Question

In: Biology

A woman is BRCA1+/BRCA1-. If you could analyze 10 of her non-cancerous somatic cells, how many...

  1. A woman is BRCA1+/BRCA1-. If you could analyze 10 of her non-cancerous somatic cells, how many wild-type and how many mutant copies of BRCA1 would you expect to find in each cell?
  2. If you could analyze 10 of her tumor cells, how many wild-type and how many mutant copies of BRCA1 would you expect to find in each cell?
  1. A man is BRCA1+/BRCA1- but does not have breast cancer. If you could analyze 10 of his sperm cells, how many wild-type and how many mutant copies of BRCA1 would you expect to find in each cell?

Solutions

Expert Solution

The woman is genotypically BRCA+/BRCA-. Hence, each of her somatic cell will have one copy of BRCA+ and one copy of BRCA-. Therefore, if we analyze 10 of her non-cancerous somatic cells, we will get 5 copies of BRCA+ and 5 copies of BRCA-. Hence, we shall find 1 mutant copy of BRCA in each cell.

A tumor cell is formed when a mutation has resulted in the genome that makes both the alleles mutant. And hence, in 10 tumorous cells, we will get 10*2 = 20 copies of mutant alleles. That is to say that each of the cells would have two copies of mutant alleles.

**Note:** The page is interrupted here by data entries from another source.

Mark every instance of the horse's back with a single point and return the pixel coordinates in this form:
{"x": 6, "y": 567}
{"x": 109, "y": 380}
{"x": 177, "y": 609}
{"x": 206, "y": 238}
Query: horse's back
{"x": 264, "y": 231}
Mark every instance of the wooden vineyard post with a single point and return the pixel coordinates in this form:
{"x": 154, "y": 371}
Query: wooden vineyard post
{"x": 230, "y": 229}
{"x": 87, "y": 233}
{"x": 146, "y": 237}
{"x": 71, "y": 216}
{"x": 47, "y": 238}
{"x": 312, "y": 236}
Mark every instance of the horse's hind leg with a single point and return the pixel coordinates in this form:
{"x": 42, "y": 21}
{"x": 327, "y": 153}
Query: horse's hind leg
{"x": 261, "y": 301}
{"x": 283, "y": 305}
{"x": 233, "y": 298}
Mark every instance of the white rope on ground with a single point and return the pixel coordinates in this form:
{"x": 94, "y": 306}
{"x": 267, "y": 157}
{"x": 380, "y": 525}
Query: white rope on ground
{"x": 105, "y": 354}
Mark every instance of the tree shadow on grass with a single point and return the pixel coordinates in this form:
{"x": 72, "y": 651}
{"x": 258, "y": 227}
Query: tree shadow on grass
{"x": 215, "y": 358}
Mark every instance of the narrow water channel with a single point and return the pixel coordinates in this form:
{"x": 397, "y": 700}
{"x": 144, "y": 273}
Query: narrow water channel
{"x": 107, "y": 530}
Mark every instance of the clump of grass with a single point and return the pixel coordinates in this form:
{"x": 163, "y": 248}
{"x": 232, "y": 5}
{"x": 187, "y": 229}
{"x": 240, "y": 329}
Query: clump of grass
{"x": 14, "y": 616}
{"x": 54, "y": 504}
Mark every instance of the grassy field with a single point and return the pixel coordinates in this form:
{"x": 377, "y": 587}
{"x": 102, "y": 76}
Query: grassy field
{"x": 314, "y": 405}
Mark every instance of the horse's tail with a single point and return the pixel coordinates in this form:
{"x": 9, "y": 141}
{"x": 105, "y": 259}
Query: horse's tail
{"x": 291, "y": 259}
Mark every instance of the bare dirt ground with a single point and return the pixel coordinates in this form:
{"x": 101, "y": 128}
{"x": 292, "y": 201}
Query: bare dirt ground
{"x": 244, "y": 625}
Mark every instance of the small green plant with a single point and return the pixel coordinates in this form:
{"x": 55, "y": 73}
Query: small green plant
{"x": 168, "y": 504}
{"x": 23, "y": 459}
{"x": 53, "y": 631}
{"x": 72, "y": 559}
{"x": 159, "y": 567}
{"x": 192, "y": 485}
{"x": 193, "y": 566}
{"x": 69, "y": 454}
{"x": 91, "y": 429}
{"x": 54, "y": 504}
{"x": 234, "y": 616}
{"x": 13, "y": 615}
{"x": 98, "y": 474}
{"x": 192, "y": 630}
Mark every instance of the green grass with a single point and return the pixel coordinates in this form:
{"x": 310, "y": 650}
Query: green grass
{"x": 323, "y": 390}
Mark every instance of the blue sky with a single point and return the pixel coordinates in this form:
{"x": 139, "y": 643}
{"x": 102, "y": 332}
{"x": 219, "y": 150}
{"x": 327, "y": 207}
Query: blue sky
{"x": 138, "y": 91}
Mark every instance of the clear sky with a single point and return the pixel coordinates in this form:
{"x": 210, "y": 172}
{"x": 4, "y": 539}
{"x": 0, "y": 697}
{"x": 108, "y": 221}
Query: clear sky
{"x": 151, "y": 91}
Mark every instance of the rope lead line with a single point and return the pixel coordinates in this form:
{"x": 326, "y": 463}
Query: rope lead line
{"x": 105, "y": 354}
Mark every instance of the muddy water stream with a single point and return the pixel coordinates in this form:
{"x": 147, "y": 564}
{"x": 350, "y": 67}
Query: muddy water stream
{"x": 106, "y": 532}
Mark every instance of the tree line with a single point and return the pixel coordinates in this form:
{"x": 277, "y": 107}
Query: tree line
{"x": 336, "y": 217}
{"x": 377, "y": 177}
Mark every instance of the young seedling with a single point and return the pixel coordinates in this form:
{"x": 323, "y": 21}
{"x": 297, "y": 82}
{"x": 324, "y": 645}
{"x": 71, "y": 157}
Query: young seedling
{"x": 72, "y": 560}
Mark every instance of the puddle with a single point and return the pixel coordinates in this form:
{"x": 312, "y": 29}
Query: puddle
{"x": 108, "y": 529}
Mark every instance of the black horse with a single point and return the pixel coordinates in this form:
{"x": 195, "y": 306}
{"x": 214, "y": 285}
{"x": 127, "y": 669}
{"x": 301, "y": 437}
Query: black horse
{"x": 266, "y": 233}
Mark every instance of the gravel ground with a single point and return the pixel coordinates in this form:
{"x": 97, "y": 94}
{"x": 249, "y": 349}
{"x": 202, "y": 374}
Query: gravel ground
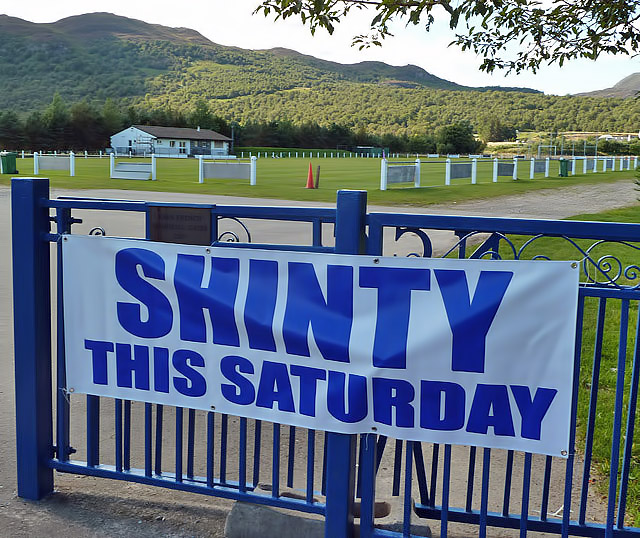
{"x": 84, "y": 506}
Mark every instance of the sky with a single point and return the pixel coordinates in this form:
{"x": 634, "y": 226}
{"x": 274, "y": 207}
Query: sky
{"x": 233, "y": 23}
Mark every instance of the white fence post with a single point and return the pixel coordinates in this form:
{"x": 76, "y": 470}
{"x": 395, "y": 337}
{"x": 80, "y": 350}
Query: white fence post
{"x": 253, "y": 176}
{"x": 532, "y": 168}
{"x": 383, "y": 175}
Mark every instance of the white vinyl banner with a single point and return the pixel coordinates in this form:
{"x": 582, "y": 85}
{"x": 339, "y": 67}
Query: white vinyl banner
{"x": 472, "y": 352}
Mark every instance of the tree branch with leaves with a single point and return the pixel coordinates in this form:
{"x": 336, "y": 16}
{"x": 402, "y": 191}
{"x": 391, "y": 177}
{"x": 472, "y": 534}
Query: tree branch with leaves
{"x": 510, "y": 35}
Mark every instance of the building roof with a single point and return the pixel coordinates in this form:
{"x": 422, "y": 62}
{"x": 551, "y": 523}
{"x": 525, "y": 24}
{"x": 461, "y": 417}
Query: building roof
{"x": 181, "y": 132}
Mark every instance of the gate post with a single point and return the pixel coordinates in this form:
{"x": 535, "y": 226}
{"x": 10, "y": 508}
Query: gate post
{"x": 341, "y": 448}
{"x": 32, "y": 336}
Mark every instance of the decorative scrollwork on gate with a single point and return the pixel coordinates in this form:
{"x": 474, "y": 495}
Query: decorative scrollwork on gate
{"x": 233, "y": 235}
{"x": 608, "y": 269}
{"x": 427, "y": 248}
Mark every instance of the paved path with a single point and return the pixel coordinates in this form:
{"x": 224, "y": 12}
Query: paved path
{"x": 89, "y": 507}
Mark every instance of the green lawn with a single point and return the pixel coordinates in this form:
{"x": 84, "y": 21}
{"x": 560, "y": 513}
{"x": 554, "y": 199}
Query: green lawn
{"x": 629, "y": 255}
{"x": 286, "y": 178}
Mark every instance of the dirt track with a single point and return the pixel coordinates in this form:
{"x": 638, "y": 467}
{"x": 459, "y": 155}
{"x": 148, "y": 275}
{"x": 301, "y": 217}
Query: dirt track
{"x": 90, "y": 507}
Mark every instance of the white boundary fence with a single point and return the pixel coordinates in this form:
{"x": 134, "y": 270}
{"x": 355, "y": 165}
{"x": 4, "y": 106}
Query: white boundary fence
{"x": 54, "y": 162}
{"x": 461, "y": 171}
{"x": 399, "y": 172}
{"x": 223, "y": 170}
{"x": 132, "y": 170}
{"x": 501, "y": 169}
{"x": 538, "y": 167}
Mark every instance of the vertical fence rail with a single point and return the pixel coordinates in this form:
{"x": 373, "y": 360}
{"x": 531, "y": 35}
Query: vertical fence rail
{"x": 341, "y": 448}
{"x": 32, "y": 336}
{"x": 36, "y": 451}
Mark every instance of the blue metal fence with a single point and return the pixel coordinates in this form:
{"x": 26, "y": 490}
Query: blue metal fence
{"x": 320, "y": 472}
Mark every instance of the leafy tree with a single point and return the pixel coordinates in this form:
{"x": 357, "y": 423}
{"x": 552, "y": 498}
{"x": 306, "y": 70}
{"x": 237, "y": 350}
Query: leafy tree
{"x": 56, "y": 119}
{"x": 35, "y": 131}
{"x": 457, "y": 138}
{"x": 493, "y": 130}
{"x": 11, "y": 130}
{"x": 515, "y": 35}
{"x": 112, "y": 119}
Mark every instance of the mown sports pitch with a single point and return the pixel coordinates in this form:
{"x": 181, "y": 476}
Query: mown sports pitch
{"x": 286, "y": 179}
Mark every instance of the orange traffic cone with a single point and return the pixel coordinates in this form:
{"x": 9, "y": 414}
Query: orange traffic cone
{"x": 310, "y": 178}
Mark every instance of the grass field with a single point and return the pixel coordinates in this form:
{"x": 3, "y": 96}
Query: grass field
{"x": 560, "y": 249}
{"x": 286, "y": 179}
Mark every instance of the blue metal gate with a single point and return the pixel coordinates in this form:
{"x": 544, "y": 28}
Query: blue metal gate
{"x": 320, "y": 472}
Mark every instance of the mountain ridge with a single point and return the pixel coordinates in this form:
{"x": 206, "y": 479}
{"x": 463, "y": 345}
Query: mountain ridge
{"x": 166, "y": 73}
{"x": 629, "y": 86}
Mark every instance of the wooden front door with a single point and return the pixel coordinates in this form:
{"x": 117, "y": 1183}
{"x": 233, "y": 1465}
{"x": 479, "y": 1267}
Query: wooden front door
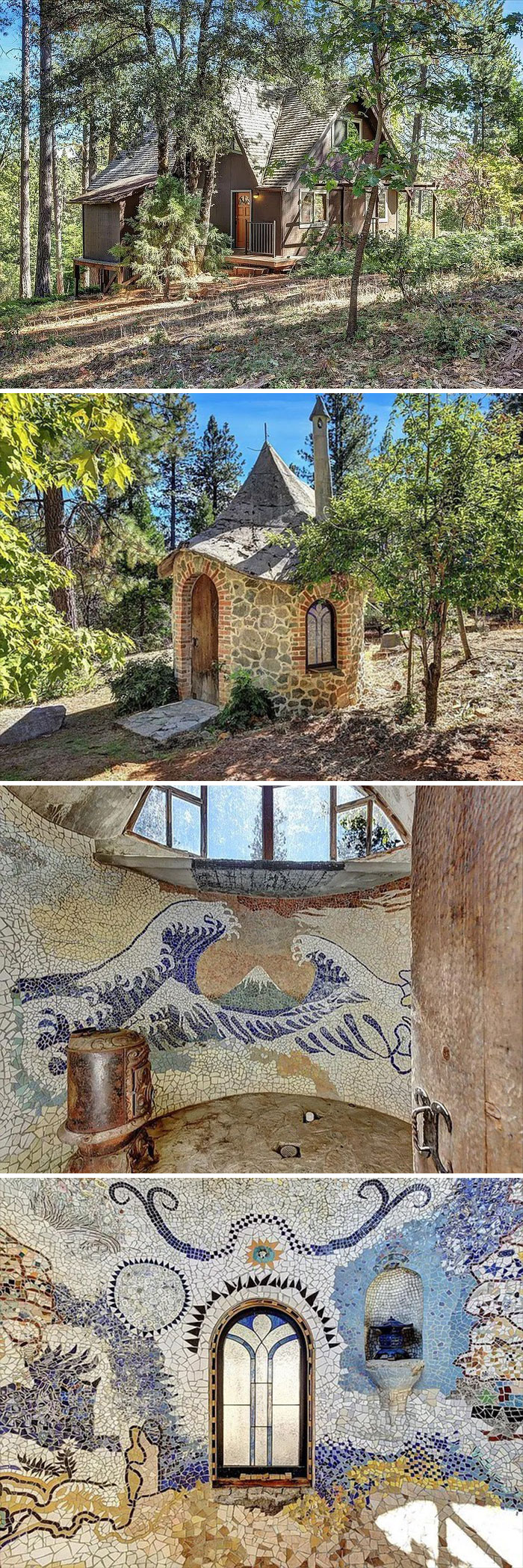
{"x": 467, "y": 918}
{"x": 204, "y": 631}
{"x": 241, "y": 218}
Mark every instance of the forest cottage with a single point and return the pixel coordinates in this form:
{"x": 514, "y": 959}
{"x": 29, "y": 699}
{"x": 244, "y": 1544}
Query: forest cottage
{"x": 237, "y": 602}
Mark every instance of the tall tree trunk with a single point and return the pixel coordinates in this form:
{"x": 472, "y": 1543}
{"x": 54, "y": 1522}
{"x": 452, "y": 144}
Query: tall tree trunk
{"x": 359, "y": 254}
{"x": 93, "y": 164}
{"x": 58, "y": 548}
{"x": 417, "y": 124}
{"x": 409, "y": 667}
{"x": 25, "y": 214}
{"x": 43, "y": 280}
{"x": 173, "y": 502}
{"x": 115, "y": 129}
{"x": 362, "y": 238}
{"x": 160, "y": 112}
{"x": 85, "y": 155}
{"x": 433, "y": 668}
{"x": 57, "y": 212}
{"x": 207, "y": 201}
{"x": 462, "y": 632}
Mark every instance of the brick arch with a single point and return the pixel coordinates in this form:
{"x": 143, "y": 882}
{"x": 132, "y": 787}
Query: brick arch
{"x": 182, "y": 623}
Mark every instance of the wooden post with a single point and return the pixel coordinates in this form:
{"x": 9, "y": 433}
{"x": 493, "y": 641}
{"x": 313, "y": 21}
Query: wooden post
{"x": 467, "y": 911}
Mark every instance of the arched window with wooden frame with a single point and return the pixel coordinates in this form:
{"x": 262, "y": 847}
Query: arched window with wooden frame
{"x": 262, "y": 1396}
{"x": 321, "y": 635}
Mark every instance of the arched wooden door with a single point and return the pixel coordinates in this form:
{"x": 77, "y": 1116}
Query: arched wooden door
{"x": 204, "y": 634}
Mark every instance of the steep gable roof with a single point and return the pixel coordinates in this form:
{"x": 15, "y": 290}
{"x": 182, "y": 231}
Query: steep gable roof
{"x": 276, "y": 129}
{"x": 271, "y": 501}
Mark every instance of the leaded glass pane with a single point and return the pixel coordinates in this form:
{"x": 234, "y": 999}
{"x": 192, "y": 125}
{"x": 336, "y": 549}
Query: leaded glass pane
{"x": 152, "y": 819}
{"x": 301, "y": 822}
{"x": 234, "y": 827}
{"x": 262, "y": 1393}
{"x": 320, "y": 649}
{"x": 384, "y": 833}
{"x": 187, "y": 825}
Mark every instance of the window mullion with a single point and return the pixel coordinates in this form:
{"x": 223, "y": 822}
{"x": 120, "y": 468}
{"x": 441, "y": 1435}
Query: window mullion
{"x": 204, "y": 822}
{"x": 268, "y": 822}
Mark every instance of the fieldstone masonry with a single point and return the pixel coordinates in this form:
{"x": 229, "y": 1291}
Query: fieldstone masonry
{"x": 262, "y": 628}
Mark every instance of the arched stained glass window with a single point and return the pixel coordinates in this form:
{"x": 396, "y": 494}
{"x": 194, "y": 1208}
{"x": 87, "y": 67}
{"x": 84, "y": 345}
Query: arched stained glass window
{"x": 321, "y": 635}
{"x": 262, "y": 1396}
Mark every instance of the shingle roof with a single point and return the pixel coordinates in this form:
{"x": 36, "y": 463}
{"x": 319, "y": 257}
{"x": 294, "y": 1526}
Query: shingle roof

Now, the man is BRCA+/BRCA-. The sperms are haploid cells are formed via a process of meiosis. Each sperm will have one allele for each locus, with each of the two alleles going to half the cells. Therefore, BRCA+ will be present in half the sperms and BRCA- will be present in the other half. Therefore, in each cell we would find either BRCA+ or BRCA- with equal probability.